To help explain this a bit more, all Full Spectrum Lights will appear like 5,500 K lighting, but not all 5,500 K lighting is full spectrum. Unless the bulb actually says "full-spectrum" it is not. The only reason to select full-spectrum lighting would be that you believed they have health benefits to work under lighting like this. At the time of this writing, I am not aware of any full-spectrum LED lights ... this doesn't mean there are none, only that I am not aware of any.
Forms of Light - bright clear sunny day versus a cloudy overcast day
The forms of light can be quite varied but there are 2 basic kinds, 1) a bright cloudless sunny day will produce a more harsh light with distinct shadows and 2) a cloudy, overcast day will produce a much softer light and often with little or no shadows. In between these 2 extremes, there are infinite variables that we could describe as anywhere between a lightly cloudy day to a heavy cloudy day.

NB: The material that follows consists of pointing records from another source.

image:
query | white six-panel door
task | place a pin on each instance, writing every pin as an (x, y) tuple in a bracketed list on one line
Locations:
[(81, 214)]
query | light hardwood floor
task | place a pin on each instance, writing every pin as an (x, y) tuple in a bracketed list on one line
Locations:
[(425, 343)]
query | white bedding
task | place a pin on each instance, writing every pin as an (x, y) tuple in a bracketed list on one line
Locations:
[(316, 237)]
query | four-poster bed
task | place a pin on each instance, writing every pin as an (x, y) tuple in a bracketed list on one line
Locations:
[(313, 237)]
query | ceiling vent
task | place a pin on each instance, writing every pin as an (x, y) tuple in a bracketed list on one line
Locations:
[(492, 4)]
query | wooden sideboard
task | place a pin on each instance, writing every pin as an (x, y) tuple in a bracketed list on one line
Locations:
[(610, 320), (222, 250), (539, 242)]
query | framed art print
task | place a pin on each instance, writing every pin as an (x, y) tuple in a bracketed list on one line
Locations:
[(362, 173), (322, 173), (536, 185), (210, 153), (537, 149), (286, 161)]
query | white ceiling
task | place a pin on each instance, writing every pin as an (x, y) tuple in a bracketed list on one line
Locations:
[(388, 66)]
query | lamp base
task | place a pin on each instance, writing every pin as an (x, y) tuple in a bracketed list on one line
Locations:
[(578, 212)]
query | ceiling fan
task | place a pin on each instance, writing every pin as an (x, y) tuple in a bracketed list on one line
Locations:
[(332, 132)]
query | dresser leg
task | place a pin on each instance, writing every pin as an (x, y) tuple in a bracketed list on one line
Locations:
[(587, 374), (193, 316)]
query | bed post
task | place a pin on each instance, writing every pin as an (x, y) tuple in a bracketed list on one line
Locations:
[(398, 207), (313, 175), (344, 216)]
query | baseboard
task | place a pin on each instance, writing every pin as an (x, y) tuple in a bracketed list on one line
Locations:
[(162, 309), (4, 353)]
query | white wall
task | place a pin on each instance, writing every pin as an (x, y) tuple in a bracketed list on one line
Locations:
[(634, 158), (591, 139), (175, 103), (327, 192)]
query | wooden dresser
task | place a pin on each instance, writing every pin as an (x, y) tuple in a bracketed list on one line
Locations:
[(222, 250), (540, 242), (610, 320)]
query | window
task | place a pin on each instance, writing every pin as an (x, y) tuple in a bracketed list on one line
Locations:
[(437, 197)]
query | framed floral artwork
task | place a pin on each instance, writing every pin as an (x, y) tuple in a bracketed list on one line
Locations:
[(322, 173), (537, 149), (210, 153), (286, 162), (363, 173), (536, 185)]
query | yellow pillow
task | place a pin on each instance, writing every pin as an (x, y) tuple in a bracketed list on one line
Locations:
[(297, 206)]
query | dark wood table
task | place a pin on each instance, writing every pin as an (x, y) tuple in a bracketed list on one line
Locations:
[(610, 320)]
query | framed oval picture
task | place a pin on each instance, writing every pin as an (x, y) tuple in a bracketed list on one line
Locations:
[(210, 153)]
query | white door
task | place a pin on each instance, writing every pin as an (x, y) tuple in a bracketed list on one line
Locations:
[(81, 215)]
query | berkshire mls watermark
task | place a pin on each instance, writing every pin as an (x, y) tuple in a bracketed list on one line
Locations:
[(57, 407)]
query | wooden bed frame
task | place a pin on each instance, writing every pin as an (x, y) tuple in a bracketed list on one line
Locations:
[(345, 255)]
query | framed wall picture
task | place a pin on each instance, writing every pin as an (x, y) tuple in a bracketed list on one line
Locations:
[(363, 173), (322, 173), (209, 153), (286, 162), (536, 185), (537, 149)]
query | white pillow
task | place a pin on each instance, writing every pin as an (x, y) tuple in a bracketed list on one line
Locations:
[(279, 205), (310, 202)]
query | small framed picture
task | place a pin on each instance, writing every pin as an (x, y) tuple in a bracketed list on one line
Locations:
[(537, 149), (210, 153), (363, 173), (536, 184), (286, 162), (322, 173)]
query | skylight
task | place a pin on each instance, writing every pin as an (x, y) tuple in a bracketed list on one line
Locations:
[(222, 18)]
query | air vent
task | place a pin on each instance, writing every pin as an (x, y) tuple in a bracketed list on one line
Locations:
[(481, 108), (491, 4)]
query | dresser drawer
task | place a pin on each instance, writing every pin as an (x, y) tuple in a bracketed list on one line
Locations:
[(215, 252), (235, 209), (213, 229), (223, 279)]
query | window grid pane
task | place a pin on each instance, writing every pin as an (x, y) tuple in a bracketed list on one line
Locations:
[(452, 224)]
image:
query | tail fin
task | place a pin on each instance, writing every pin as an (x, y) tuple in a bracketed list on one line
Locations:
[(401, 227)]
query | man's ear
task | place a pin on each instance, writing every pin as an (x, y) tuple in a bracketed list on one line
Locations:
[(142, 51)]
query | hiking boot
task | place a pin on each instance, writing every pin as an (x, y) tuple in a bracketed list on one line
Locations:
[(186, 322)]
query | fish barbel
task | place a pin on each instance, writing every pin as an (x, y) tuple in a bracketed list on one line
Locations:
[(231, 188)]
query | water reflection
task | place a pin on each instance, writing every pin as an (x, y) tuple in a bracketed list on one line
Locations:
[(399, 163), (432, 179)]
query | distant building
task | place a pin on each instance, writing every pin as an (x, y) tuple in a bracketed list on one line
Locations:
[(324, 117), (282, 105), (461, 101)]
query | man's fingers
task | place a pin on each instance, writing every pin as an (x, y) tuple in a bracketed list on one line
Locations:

In my woodworkweb workshop, I installed a few years ago a series of fluorescent 4 foot light fixtures and 5,500 Kelvin fluorescent tubes ... and I bought a small box of spare tubes, most of which I still have. This lighting gives me very soft lighting because the light is quite dispersed through the fluorescent tubes and the deflectors in the fixtures. This means that the shadows in my workshop are not distinct.
Because I am also producing woodworking videos I like to have more light and I like to have control of that light so most of the time I have 3 light stands that also hold 5,500 K light bulbs, and up until recently were also fluorescent. The problem with using the bulbs in my light stands is that as of a few weeks ago, I have not been able to find replacement 5,500 K bulbs, not had I been able to find 5,500 K LED lights ... until I discovered SANSI LED. I found that SANSI had 5000 K LED bulbs and was sure that they would be close enough to the 5,500 that I preferred, but since I had no other bulbs to even try, that was the route I went.
Between the overhead lights and the LED video lights, I am using, I now have a bit better mix of lighting, which means that shadows stand out a bit more and all that means now I can identify some of the defects in my projects a bit more readily ... like jointer chatter and planer snipe and even hand planing tear-out that happens from time to time.
The 2 images below are taken with different lighting, the top is taken with diffused lighting, often called flat lighting because it tends to mask shadows and thus the jointer chatter is not visible.
The image below is of the same wood in the same spot and you can see that by using a direct light that mimics the sun, with one direct source, it makes the shadows stand out a bit more making the jointer chatter easier to see.
Both diffuse and direct of some call it specular lighting are fine in a workshop, what's important is that you know what you have and that you know it's pros and cons, diffuse light can tend to minimize shadows, thereby masking some defects we might want to see in the wood whereas specular or direct light with it's harsher shadows can help us to spot these defects a bit easier.
The same is true even when hand planing. You can see that the grain pattern on the front of this board is a bit scattered which can lead to tear-out which is often harder to spot under diffused light which means you need to work a bit harder in looking for defects because you don't want to be finding them AFTER your project has had it's finishes applied.
Lighting is an important factor and once you have a better idea how to work with it, your woodworking can only improve.